India Wants to Become a Global Drone “Hub” by 2030
The world’s second most populous nation has ambitions of becoming a global drone hub by the year 2030, according to a news report circulating on YouTube. India’s drone market, estimated at just $839 million in value in 2020, could rise to over $4 billion by 2026, sources interviewed for the report suggest. The fastest growing sector of the drone market is expected to be farming, especially aerial mapping and fertilizer and pesticide spraying. Other key growth sectors include national defense, border security and public health, sources say.
Currently, farmers in isolated rural areas in the south are using drones to spray pesticides on their farms, largely because of labor shortages and the time and cost savings involved. A drone can spray an entire acre of farm property in just 15 minutes, a farmer interviewed in the report says. With more accurate aerial surveying, drones can also allow farmers to calibrate their use of pesticides and other farm input to the areas most in need. “With a drone, the farm needs half the amount of pesticides and there’s little waste,” the farmer says.
Other sources note that India’s drones are beginning to assist the mining and construction industries with workplace site and safety inspections. Police are using drones to monitor traffic and border security forces have deployed- them to search for smugglers and traffickers. The Indian army is experimenting with drones for land mine detection and removal. According to industry observers, a key obstacle to India’s drone industry growth is its continuing dependence on foreign suppliers for drone components. China, by far the world’s largest manufacturer and exporter of drones, also dominates the market for critical drone inputs, including batteries, motors and flight controllers.
In February 2022, as part of its larger “Made in India” planning initiative, India’s central government banned the import of foreign drones and created new incentives for the country’s firms to become drone manufacturers. Neel Mehta, co-founder of Asteria Aerospace, has been building drones for 10 years.
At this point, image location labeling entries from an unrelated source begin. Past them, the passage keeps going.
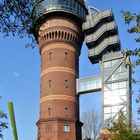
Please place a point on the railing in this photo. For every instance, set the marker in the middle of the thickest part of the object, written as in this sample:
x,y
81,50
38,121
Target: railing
x,y
93,19
70,6
89,84
104,28
103,45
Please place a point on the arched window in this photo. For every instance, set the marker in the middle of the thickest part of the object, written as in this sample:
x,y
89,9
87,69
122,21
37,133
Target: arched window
x,y
50,55
50,83
66,83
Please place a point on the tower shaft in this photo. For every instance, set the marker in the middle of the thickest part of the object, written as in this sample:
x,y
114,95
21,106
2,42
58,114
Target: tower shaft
x,y
60,42
58,28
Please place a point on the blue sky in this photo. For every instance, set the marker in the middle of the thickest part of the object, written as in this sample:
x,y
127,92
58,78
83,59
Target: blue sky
x,y
20,73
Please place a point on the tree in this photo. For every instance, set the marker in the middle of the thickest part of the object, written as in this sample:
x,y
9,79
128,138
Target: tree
x,y
128,17
120,130
16,18
3,124
92,124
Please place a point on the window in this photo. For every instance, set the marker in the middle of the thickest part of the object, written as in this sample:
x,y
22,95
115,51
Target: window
x,y
66,55
50,83
50,55
49,111
66,83
66,128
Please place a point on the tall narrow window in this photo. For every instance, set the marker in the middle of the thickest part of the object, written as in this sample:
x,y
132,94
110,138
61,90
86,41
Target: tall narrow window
x,y
66,128
50,55
66,83
66,55
50,83
49,111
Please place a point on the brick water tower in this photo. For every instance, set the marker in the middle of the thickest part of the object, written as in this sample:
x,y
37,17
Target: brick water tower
x,y
58,28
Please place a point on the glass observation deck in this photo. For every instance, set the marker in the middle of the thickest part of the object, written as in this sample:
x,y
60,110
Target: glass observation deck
x,y
89,84
74,7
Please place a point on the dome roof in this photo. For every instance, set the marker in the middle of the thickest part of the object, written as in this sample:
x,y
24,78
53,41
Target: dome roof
x,y
82,1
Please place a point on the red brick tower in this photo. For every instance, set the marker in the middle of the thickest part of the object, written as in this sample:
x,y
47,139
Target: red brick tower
x,y
60,38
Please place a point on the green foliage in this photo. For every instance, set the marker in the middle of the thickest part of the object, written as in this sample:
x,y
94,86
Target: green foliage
x,y
16,18
122,131
3,124
128,17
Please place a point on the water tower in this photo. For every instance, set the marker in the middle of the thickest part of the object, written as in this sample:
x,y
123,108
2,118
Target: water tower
x,y
58,24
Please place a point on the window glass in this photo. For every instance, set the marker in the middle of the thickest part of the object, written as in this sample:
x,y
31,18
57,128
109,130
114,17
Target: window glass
x,y
122,84
107,64
107,110
66,128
He says he welcomes the government’s efforts to boost indigenous manufacturing.
“Drone companies now have a clear growth roadmap, large order books and promising future trajectory. In India, we now have drones being used in real-world, impactful large-scale applications, while being economically viable,” Mehta told BBC News last November. Mehta, who was recently appointed to head up a national government drone planning committee, says India still needs to develop the infrastructure and regulatory framework to govern the development of a national drone industry that can truly compete on a world scale.
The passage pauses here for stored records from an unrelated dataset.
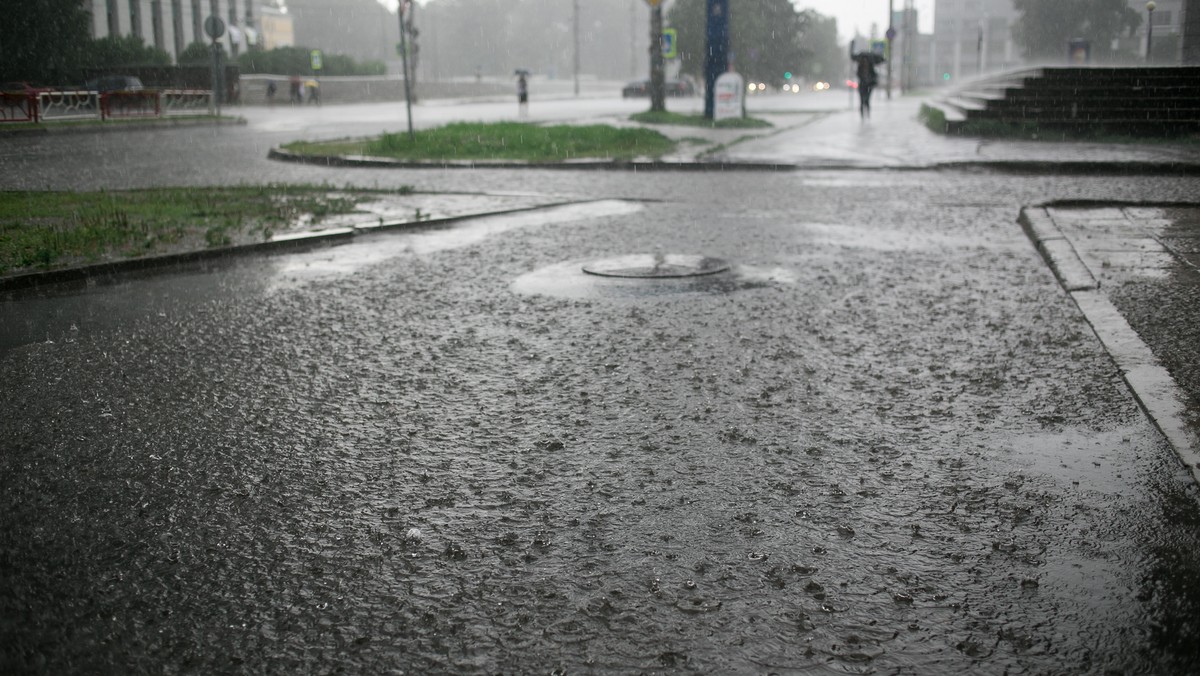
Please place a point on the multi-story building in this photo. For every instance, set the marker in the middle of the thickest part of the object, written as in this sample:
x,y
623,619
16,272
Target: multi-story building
x,y
972,37
173,24
1167,37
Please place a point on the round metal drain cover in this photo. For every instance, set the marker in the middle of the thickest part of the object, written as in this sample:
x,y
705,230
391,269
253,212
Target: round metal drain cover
x,y
657,265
Rajiv Kumar Narang, head of the Drone Federation of India, urges caution in projecting rapid progress, noting that “at present we don’t not have an ecosystem and technology initiatives in place.”
“Initiatives have to come from the government. A single entity or a nodal ministry has to take this forward if we want to reach a goal of being the hub by 2030,” he told BBC News.
At present, India lacks a sufficient number of firms across different sectors to manufacture and assemble the components needed to make a drone. Narang estimates that it could take 3 years of sustained government investment in R&D, plant construction and job training to create a viable drone manufacturing industry. Mehta believes that with the proper incentives and guidelines, India could claim 25% of the global drone market in the next two decades.
The Indian government estimates that drones could boost the country’s manufacturing sector by $23 billion by 2030. In the interim, with demand rising, some Indian farmers have begun purchasing drones to lease to their neighbors to generate additional farm income. In addition, short-term job training programs, supported by state governments, are giving impoverished rural Indians an avenue for becoming drone pilots and technicians.